正中弓状靱帯による腹腔動脈狭窄、多発腹部内臓動脈瘤に対しステント留置、コイル塞栓を行い良好な治療効果を得たC型肝硬変の一例

演者 佐々木 聖奈(長崎大学病院消化器内科)
共同演者 加茂 泰広(長崎大学病院消化器内科), 高原 郁子(長崎大学病院消化器内科), 内田 信二郎(長崎大学病院消化器内科), 妹尾 健正(長崎大学病院消化器内科), 坂本 一郎(長崎大学病院放射線科), 柴田 英貴(長崎大学病院消化器内科), 本田 琢也(長崎大学病院消化器内科), 田浦 直太(長崎大学病院消化器内科), 市川 辰樹(長崎大学病院消化器内科), 中尾 一彦(長崎大学病院消化器内科)
抄録 症例は54歳男性。

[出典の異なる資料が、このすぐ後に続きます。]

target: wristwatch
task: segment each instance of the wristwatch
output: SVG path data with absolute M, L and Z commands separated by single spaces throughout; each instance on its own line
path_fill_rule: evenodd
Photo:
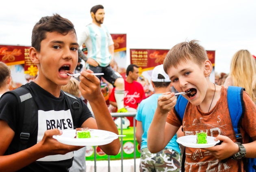
M 246 150 L 245 148 L 241 143 L 236 142 L 239 147 L 239 152 L 235 154 L 232 157 L 232 159 L 234 159 L 239 160 L 243 158 L 246 155 Z

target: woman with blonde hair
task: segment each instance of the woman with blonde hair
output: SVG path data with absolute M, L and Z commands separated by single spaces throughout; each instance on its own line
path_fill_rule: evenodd
M 234 85 L 245 88 L 252 99 L 256 103 L 255 95 L 253 93 L 253 90 L 256 89 L 256 76 L 255 60 L 248 50 L 240 50 L 233 56 L 230 73 L 224 85 Z

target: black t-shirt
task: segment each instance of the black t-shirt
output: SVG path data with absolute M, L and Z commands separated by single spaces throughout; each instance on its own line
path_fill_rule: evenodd
M 37 110 L 31 119 L 31 132 L 28 147 L 41 140 L 45 131 L 47 130 L 74 129 L 74 119 L 62 91 L 61 91 L 60 97 L 56 98 L 33 82 L 26 84 L 25 86 L 30 90 Z M 78 120 L 80 123 L 76 125 L 80 126 L 92 115 L 85 104 L 80 99 L 77 98 L 82 106 L 81 114 L 76 114 L 80 116 Z M 19 115 L 18 101 L 16 97 L 11 93 L 3 95 L 0 99 L 0 119 L 6 121 L 15 133 L 5 155 L 18 151 L 20 144 L 19 133 L 21 130 L 19 127 L 20 123 Z M 73 157 L 72 152 L 65 155 L 48 156 L 38 159 L 18 171 L 67 172 L 72 166 Z

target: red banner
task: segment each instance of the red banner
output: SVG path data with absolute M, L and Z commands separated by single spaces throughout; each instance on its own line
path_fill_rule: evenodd
M 111 34 L 114 42 L 115 52 L 126 50 L 126 34 Z
M 150 70 L 154 67 L 163 64 L 169 49 L 130 49 L 131 64 L 140 67 L 142 71 Z M 206 51 L 208 58 L 215 66 L 215 51 Z
M 8 66 L 24 64 L 25 74 L 35 76 L 37 66 L 32 63 L 28 51 L 30 47 L 0 45 L 0 61 Z

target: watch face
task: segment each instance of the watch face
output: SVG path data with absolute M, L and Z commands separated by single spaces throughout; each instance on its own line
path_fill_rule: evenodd
M 239 151 L 234 154 L 233 157 L 235 159 L 241 159 L 243 158 L 246 155 L 246 151 L 245 149 L 243 144 L 240 143 L 236 143 L 239 147 Z

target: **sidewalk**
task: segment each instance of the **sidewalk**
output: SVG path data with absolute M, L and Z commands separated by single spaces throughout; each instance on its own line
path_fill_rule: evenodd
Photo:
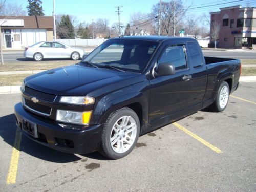
M 240 82 L 256 82 L 256 76 L 240 77 Z M 0 86 L 0 94 L 19 93 L 20 86 Z

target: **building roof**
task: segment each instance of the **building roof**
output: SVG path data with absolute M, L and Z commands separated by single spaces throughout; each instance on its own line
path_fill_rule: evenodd
M 15 21 L 15 20 L 23 20 L 24 26 L 13 26 L 3 23 L 3 28 L 24 28 L 24 29 L 53 29 L 53 17 L 44 16 L 1 16 L 0 19 Z M 6 22 L 6 23 L 8 23 Z

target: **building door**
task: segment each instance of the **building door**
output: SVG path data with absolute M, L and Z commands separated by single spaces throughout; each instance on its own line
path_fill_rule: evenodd
M 12 48 L 12 35 L 11 34 L 5 34 L 5 39 L 6 44 L 6 48 Z
M 20 35 L 13 35 L 13 48 L 20 49 L 22 48 L 22 41 L 20 40 Z

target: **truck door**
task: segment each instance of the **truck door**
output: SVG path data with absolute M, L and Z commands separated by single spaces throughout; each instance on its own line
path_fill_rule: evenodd
M 157 64 L 168 62 L 174 65 L 176 73 L 151 80 L 150 121 L 182 111 L 195 102 L 185 50 L 185 44 L 168 45 L 158 59 Z

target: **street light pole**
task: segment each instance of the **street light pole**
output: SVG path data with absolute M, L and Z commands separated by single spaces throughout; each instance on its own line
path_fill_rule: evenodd
M 94 38 L 94 23 L 93 19 L 93 39 Z
M 55 0 L 53 0 L 53 26 L 54 26 L 54 40 L 56 41 L 56 18 L 55 18 Z

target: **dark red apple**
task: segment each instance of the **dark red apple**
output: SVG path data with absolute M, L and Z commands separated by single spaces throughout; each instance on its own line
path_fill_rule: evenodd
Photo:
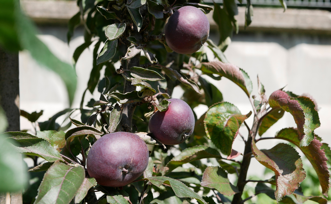
M 166 25 L 166 41 L 174 51 L 191 54 L 198 51 L 209 36 L 209 22 L 201 10 L 191 6 L 180 8 Z
M 183 143 L 193 133 L 194 115 L 183 100 L 171 98 L 168 110 L 157 111 L 149 120 L 148 127 L 155 138 L 165 145 Z
M 116 187 L 133 181 L 148 164 L 148 149 L 136 134 L 117 132 L 105 135 L 87 155 L 89 175 L 100 185 Z

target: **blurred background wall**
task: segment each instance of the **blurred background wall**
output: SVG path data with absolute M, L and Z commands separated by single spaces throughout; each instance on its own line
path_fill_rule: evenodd
M 330 144 L 331 12 L 327 10 L 331 9 L 330 0 L 287 2 L 288 5 L 296 5 L 297 8 L 288 9 L 284 13 L 281 8 L 257 6 L 277 4 L 278 0 L 253 1 L 254 18 L 246 29 L 244 26 L 245 8 L 240 7 L 236 16 L 240 25 L 239 33 L 234 35 L 225 54 L 230 62 L 248 73 L 253 83 L 253 94 L 257 94 L 258 73 L 268 97 L 285 86 L 285 89 L 297 94 L 310 94 L 317 101 L 320 110 L 321 125 L 315 132 L 325 142 Z M 75 50 L 84 42 L 83 29 L 78 27 L 73 39 L 69 45 L 67 42 L 67 23 L 79 10 L 75 1 L 24 0 L 21 2 L 24 10 L 37 24 L 41 40 L 60 59 L 71 64 Z M 210 38 L 217 43 L 217 27 L 212 12 L 208 16 L 211 27 Z M 92 44 L 89 49 L 84 51 L 76 64 L 78 85 L 72 108 L 79 108 L 86 87 L 92 68 L 94 47 Z M 68 107 L 65 87 L 60 78 L 51 71 L 41 68 L 24 52 L 20 53 L 20 72 L 22 109 L 29 113 L 43 110 L 44 114 L 38 120 L 43 121 Z M 222 92 L 225 101 L 237 106 L 242 114 L 251 110 L 246 94 L 239 87 L 225 78 L 217 82 L 210 79 Z M 96 100 L 100 96 L 96 92 L 96 90 L 93 95 Z M 176 87 L 173 97 L 180 98 L 182 93 L 182 90 Z M 91 96 L 87 91 L 84 105 Z M 207 106 L 200 105 L 194 110 L 199 118 L 207 109 Z M 73 116 L 79 118 L 79 116 Z M 58 122 L 61 124 L 63 119 L 60 118 Z M 253 118 L 247 121 L 250 125 Z M 295 126 L 293 117 L 286 113 L 263 137 L 273 137 L 282 128 Z M 21 129 L 32 129 L 30 123 L 22 117 Z M 247 134 L 245 127 L 240 132 Z M 268 149 L 277 143 L 265 140 L 259 142 L 258 146 Z M 242 139 L 238 137 L 233 149 L 240 152 L 244 147 Z M 252 162 L 254 164 L 250 167 L 249 175 L 261 175 L 264 168 L 255 159 Z

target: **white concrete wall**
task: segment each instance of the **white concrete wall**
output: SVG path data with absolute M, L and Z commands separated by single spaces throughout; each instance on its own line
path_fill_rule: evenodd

1994年初回指摘のC型慢性肝炎の診断にて2011年4月にIFN治療を受けるもnull responderのため肝庇護療法で経過観察となっていた。2011年1月にクリオグロブリン腎症による慢性腎不全のため血液維持透析が導入された。腎移植の適応につき当院泌尿器科を紹介受診、C型肝硬変に対しての加療の可否につき当科入院となった。肝硬変はChild-Pugh grade C、画像上肝細胞癌は認めていない。入院後施行した腹部造影CTにて十二指腸壁内に1cm程度の動脈瘤と正中弓状靱帯の肥厚による腹腔動脈幹起始部の狭窄を認めた。無症状であったが動脈瘤破裂の危険性を考慮し腹部血管造影を行い、上前膵十二指腸動脈に1か所の動脈瘤を認め、更に後上膵十二指腸動脈に2か所、背膵動脈に1か所の径4mm大の動脈瘤を認めた。多発動脈瘤は腹腔動脈狭窄による血流改変が原因と考え、腹腔動脈狭窄に対するステント留置及び残存動脈瘤に対するコイル塞栓術を行った。術後経過は良好であり術後12日目に退院となった。術後外来での経過観察では問題なく経過していたが経過中に脾機能亢進症状と思われる汎血球減少が出現し、輸血を要することとなった。治療6カ月後の腹部CTでは再燃は認めなかった。 膵十二指腸動脈瘤は腹部内臓領域の2%と低率であるが長径に関わらず高率に破裂する非常に危険な病態である。本症例での動脈瘤の原因としては、CTにて正中弓状靱帯の肥厚及び腹腔動脈幹起始部の狭窄を認めており、狭窄により上腸間膜動脈からの求肝性側副血行路としての血流増加が起こり、動脈に血行学的ストレスが加わったことで発症したものと考えられた。腹腔動脈狭窄に対するステント留置及び腹部内臓動脈瘤に対するコイル塞栓術は破裂予防に於いては有用な治療と思われたが、有害事象も認めており適応については慎重な検討が必要である。